Document FR 2877046 describes a solution that consists in using bolted connections that can rupture in order to attach an upstream part and a downstream part that form a bearing carrier. The rupture screw of each bolted connection passes through an upstream hole of an upstream part and a downstream hole of a downstream part of a bearing carrier, the downstream part of the bearing carrier forming an integral part of the casing. The screw head of the rupture screw is adjacent to the hole of the upstream part and is in contact with this upstream part on a plane perpendicular to the axis of the hole. The portion of the rupture screw that passes through the hole is in contact with the inside of the hole via a centering portion and has a portion of reduced cross section liable to rupture when a predetermined tensile force is exceeded, thus uncoupling the two parts that make up the bearing carrier.

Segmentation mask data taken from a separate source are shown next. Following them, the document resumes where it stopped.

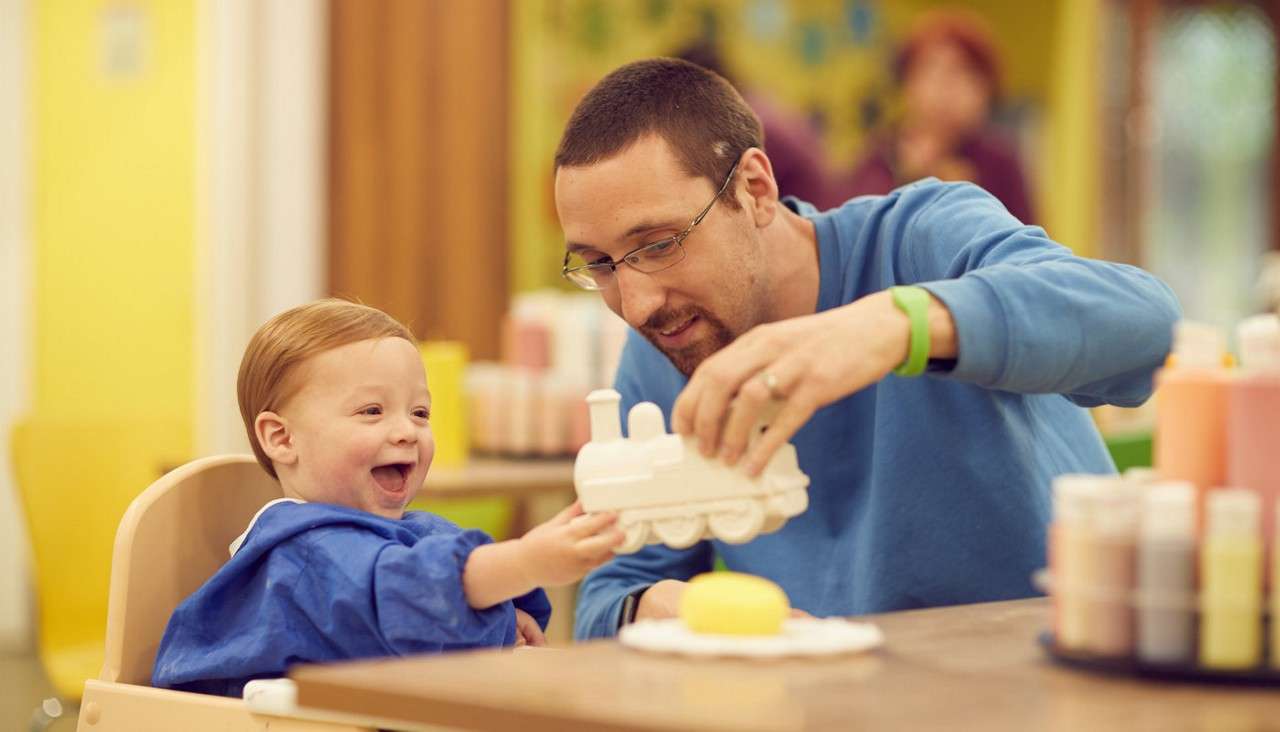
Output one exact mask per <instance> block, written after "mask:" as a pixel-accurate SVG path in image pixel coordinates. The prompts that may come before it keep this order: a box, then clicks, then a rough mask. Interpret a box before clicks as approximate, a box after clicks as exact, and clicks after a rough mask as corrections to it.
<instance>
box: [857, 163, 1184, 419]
mask: <svg viewBox="0 0 1280 732" xmlns="http://www.w3.org/2000/svg"><path fill="white" fill-rule="evenodd" d="M901 203H906V206H908V207H909V210H914V214H911V215H910V216H909V218H906V219H902V220H904V223H905V225H902V227H901V228H897V229H895V228H888V227H887V228H884V229H883V233H882V235H883V237H888V238H897V237H900V238H899V241H895V242H890V243H891V247H892V248H891V251H893V252H895V255H893V257H895V259H893V266H895V270H896V271H897V273H899V278H897V279H900V280H905V282H899V284H919V285H920V287H923V288H924V289H927V290H929V292H931V293H932V294H933V296H934V297H937V298H938V299H940V301H942V302H943V303H945V305H946V306H947V308H948V310H950V311H951V316H952V319H954V321H955V328H956V338H957V346H959V356H957V360H956V365H955V369H952V370H951V371H950V372H946V374H942V375H941V378H950V379H956V380H960V381H969V383H973V384H978V385H982V386H986V388H991V389H1001V390H1007V392H1018V393H1059V394H1064V395H1066V397H1068V398H1069V399H1071V401H1073V402H1075V403H1078V404H1080V406H1085V407H1092V406H1097V404H1103V403H1111V404H1119V406H1124V407H1133V406H1138V404H1140V403H1143V402H1144V401H1146V399H1147V398H1148V397H1149V395H1151V392H1152V388H1153V386H1152V375H1153V372H1155V370H1156V369H1157V367H1158V366H1160V365H1161V363H1162V361H1164V358H1165V356H1166V354H1167V353H1169V349H1170V344H1171V339H1172V329H1174V324H1175V321H1176V320H1178V317H1179V316H1180V308H1179V305H1178V301H1176V298H1175V297H1174V293H1172V290H1170V289H1169V287H1167V285H1166V284H1165V283H1162V282H1160V280H1158V279H1156V278H1155V276H1152V275H1151V274H1148V273H1146V271H1143V270H1140V269H1138V267H1133V266H1129V265H1121V264H1115V262H1106V261H1100V260H1091V259H1084V257H1078V256H1075V255H1073V253H1071V252H1070V251H1069V250H1068V248H1066V247H1062V246H1061V244H1059V243H1055V242H1053V241H1052V239H1050V238H1048V235H1047V234H1046V233H1044V230H1043V229H1041V228H1039V227H1027V225H1023V224H1020V223H1019V221H1018V220H1016V219H1014V218H1012V216H1011V215H1010V214H1009V212H1007V211H1006V210H1005V209H1004V206H1001V203H1000V202H998V201H997V200H996V198H993V197H992V196H991V195H989V193H987V192H986V191H983V189H982V188H978V187H977V186H972V184H947V186H919V187H911V188H909V189H904V191H902V200H901V201H900V205H901Z"/></svg>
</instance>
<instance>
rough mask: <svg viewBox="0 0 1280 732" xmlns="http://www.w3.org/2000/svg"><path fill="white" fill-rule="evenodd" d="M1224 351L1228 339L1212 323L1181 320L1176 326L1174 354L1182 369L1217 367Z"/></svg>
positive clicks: (1221, 359) (1187, 320)
mask: <svg viewBox="0 0 1280 732" xmlns="http://www.w3.org/2000/svg"><path fill="white" fill-rule="evenodd" d="M1224 351H1226V339H1225V338H1224V337H1222V333H1221V331H1220V330H1219V329H1217V328H1213V326H1212V325H1208V324H1204V322H1196V321H1194V320H1180V321H1178V325H1175V326H1174V356H1175V357H1176V361H1178V366H1179V367H1180V369H1217V367H1220V366H1221V365H1222V352H1224Z"/></svg>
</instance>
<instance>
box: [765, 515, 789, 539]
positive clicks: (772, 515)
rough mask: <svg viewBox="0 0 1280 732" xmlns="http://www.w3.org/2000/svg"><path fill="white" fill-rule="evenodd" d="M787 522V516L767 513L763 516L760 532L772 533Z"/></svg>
mask: <svg viewBox="0 0 1280 732" xmlns="http://www.w3.org/2000/svg"><path fill="white" fill-rule="evenodd" d="M786 522H787V517H786V516H785V514H782V513H769V514H767V516H765V517H764V526H762V527H760V534H773V532H774V531H777V530H778V529H782V526H783V525H785V523H786Z"/></svg>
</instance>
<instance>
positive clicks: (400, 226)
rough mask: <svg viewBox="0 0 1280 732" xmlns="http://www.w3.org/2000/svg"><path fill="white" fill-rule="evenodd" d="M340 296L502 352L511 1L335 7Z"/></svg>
mask: <svg viewBox="0 0 1280 732" xmlns="http://www.w3.org/2000/svg"><path fill="white" fill-rule="evenodd" d="M330 44H332V47H330V64H332V69H330V74H329V78H330V96H329V106H330V125H332V127H330V131H329V154H330V155H329V174H330V182H329V257H330V261H329V288H330V292H332V293H333V294H335V296H340V297H349V298H356V299H360V301H361V302H365V303H367V305H372V306H376V307H380V308H383V310H385V311H387V312H389V314H392V315H393V316H396V317H398V319H401V320H402V321H404V322H406V324H407V325H410V328H412V330H413V333H415V334H416V335H417V337H419V338H425V339H456V340H462V342H465V343H467V346H468V347H470V349H471V356H472V358H495V357H497V356H498V343H499V337H498V328H499V321H500V317H502V315H503V314H504V312H506V308H507V298H508V292H507V282H508V273H507V261H508V256H507V177H508V163H507V124H508V120H507V114H508V102H507V100H508V73H507V59H508V55H507V54H508V51H507V47H508V8H507V3H506V0H467V1H466V3H454V1H448V0H333V5H332V15H330Z"/></svg>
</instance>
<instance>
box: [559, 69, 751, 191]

It will also be noted that with this type of bolted connection that can rupture, the longitudinal positioning of the low-pressure compressor shaft can be achieved via a thrust bearing, in the form for example of a ball bearing, between the drive shaft and the upstream part of the bearing carrier.
However, with such a rupture screw, when imbalance appears, the upstream part and the downstream part move relative to one another in a circular relative motion which has the effect of subjecting the rupture screw to shear loadings, because of the tangential contact around this rupture screw, and these may lead to uncontrolled rupturing of the rupture screws. Now, these rupture screws are designed for tensile loadings, and this has a deleterious effect on the uncoupling of the bearing carrier.
In order to improve control over the uncoupling function, document EP 2071 138 describes a solution which involves replacing the centering portion described in document FR 2877046 with a means referred to as a “dual-centering” means. This means may in practice consist of the collaboration of a groove and of a rib of complementing shapes, in contact with one another via their two flanks, thus offering two parallel contact surfaces. Such centering, by means of these two parallel surfaces, makes it possible to reduce, if not to eliminate entirely, the ovalizing deformation of the bearing carrier by maintaining permanent contact between the flanks of the groove and of the rib. In order to reduce further, if not to eliminate, the shear forces applied to the rupture screws, document EP 2071 138 also proposes eliminating any contact between each upstream hole and the rupture screw passing through it, allowing said rupture screws to be subjected only to tensile loadings, thus guaranteeing better control over the uncoupling of the bearing carrier.
However, the high axial thrust caused by the aerodynamic forces internal to the turbomachine dictates a need for a large-sized thrust bearing. Significant bulkiness generated by this thrust bearing means that said thrust bearing has to be installed on the downstream side of the bearing carrier, while a roller bearing is installed on the upstream side of said bearing carrier.
As a result, if blades are lost, the low-pressure compressor shaft is still held longitudinally by the thrust bearing of the downstream part of the bearing carrier. As the upstream bearing secured to the shaft is furthermore a roller bearing, no forward movement drives the upstream part of the bearing carrier. This then results in a risk that the upstream and downstream parts of the bearing carrier might not disengage, and the consequence of this would be that the imbalance generated by the loss of blades would be transmitted in full to the structures.